By the same token, you wonder if anybody really cares about LSU women’s basketball, which advanced to five straight Final Fours from 2004 to 2008 but hasn’t finished better than third in the SEC in the last 10 seasons.
The last nine years have been under Nikki Fargas, whose program has mostly wallowed in breakeven mediocrity (167-116 overall, 75-69 SEC, 5-6 in six NCAA tourneys including three straight first-round losses).
This past season was a bit better, a 20-10 record including 6-5 record against ranked teams and a likely NCAA tourney bid before the season was cut short. The Tigers lost their last five of seven games, clearly affected by the loss of fifth-year senior Ayana Mitchell (a top 100 recruit in the Class of 2015) to a career-ending knee injury vs. Texas A&M on Feb. 5.
LSU finished seventh in the SEC at 9-7, the sixth time the Tigers have finished sixth or worse in league play.
The reason Tigers’ women’s basketball has fallen and can’t get up is simple.
During her time at LSU in which there have been 13 new SEC head coaching hires, Fargas has only signed eight top 100 rated high school players including three current players.
In that same period, South Carolina and Mississippi State the two most dominant teams in the SEC with a combined four Final Fours, a national championship, seven regular season SEC titles and six league tourney championships, have signed 23 and 12 top 100 players respectively.
Until Fargas signed Tiara Young of Walker a year ago, the last six high school players who won Miss Basketball in Louisiana signed elsewhere.
A year ago, national champion Baylor coached by former Louisiana Tech and Hammond High star Mulkey, had on its roster Miss Louisiana Basketball winners Kalani Brown and Cara Ursin and LSU grad transfer Chloe Jackson. That trio combined to average 32.9 points and 16.1 rebounds.
Brown was an All-American in 2019 and Big 12 Player of the Year in 2018. Jackson was named Most Outstanding Player of the Final Four after scoring 26 points and the game-winning basket in the title game against Notre Dame.
By all accounts, Fargas, who is the longest tenured coach in the SEC, has some positive qualities. Her players graduate, she is good in the community and she hasn’t been heard on an FBI surveillance tape making “a strong-ass offer.”
Apparently, that was enough two years ago in 2017-18 when she parlayed a third-place tie in the SEC regular season into a three-year contract extension despite the fact she was barely breaking .500 in league play after her first seven seasons.

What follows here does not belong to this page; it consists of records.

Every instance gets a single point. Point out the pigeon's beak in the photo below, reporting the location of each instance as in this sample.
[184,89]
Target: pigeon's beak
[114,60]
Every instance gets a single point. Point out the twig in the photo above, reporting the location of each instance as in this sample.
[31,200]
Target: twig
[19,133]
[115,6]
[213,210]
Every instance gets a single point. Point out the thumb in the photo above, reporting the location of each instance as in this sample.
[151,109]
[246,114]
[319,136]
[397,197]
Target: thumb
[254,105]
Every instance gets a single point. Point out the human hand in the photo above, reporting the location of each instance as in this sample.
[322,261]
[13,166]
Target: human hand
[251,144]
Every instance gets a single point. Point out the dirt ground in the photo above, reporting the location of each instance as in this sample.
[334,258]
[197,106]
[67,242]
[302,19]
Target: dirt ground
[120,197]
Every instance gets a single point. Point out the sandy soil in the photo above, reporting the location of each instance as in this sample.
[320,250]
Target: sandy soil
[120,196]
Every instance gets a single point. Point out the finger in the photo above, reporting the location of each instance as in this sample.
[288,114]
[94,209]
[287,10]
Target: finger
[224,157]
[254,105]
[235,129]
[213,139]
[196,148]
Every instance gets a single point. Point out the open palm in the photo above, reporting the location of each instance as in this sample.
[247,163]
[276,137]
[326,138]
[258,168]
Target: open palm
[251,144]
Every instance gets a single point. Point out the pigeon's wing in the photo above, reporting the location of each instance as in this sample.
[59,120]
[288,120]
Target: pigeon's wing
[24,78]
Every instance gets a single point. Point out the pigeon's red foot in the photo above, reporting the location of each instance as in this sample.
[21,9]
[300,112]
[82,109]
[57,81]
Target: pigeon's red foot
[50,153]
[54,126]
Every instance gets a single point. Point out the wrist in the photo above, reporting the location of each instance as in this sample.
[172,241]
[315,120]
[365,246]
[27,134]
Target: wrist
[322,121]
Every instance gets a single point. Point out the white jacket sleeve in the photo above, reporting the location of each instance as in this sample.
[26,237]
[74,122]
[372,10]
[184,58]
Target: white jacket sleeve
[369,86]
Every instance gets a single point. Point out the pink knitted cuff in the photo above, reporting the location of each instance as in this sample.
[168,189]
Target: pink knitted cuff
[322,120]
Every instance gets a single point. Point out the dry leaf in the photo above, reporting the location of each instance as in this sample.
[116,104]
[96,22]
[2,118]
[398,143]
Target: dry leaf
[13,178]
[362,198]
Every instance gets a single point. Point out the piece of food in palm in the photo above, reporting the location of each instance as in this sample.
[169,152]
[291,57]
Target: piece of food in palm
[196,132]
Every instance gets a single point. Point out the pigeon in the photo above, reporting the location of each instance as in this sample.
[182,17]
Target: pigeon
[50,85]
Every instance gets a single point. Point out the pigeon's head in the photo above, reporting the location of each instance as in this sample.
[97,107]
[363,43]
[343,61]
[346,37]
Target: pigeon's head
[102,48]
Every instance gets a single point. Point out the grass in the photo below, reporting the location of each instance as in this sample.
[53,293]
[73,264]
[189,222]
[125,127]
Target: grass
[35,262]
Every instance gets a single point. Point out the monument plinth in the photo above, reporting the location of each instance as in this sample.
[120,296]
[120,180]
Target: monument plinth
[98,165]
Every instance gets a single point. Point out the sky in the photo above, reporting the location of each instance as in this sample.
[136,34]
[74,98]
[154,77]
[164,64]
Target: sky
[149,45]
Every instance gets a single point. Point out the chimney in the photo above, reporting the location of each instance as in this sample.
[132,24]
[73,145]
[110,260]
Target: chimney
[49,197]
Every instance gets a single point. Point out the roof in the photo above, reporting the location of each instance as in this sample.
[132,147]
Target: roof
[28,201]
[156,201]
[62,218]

The extension included no raise to her annual salary of $361,988 but added a $200,000 per year buyout for the remaining years on the contract.
If former LSU athletic director Joe “The Search” Alleva hadn’t extended Fargas, her previous contract would have expired last May after her 2018-19 team finished 16-13 and seventh in the SEC and failed to make the NCAA tourney.
Instead, new LSU AD Scott Woodward inherited Fargas’ new deal and the buyout, meaning it will cost him $400,000 if he wants to fire her immediately.
But he probably won’t for several reasons, the most obvious being the financial uncertainty caused by the coronavirus pandemic.
Also, it is not Woodward’s mode of operation to cut loose a coach after watching them for just one season. As Texas A&M’s athletic director, he fired football coach Kevin Sumlin after watching his teams for two seasons and fired men’s basketball coach Billy Kennedy after viewing three seasons.
Woodward replaced them with high-profile coaches Jimbo Fisher and Buzz Williams respectively. He hired both without the help of a search firm or committee.
Colleagues who have worked with Woodward say he is extremely competitive, that he wants as many as of his sports teams as possible to be of championship-caliber.
If that’s the case, it’s not a matter of if but rather when he replaces Fargas. And it’s a good bet he already has a short list of who’s got next.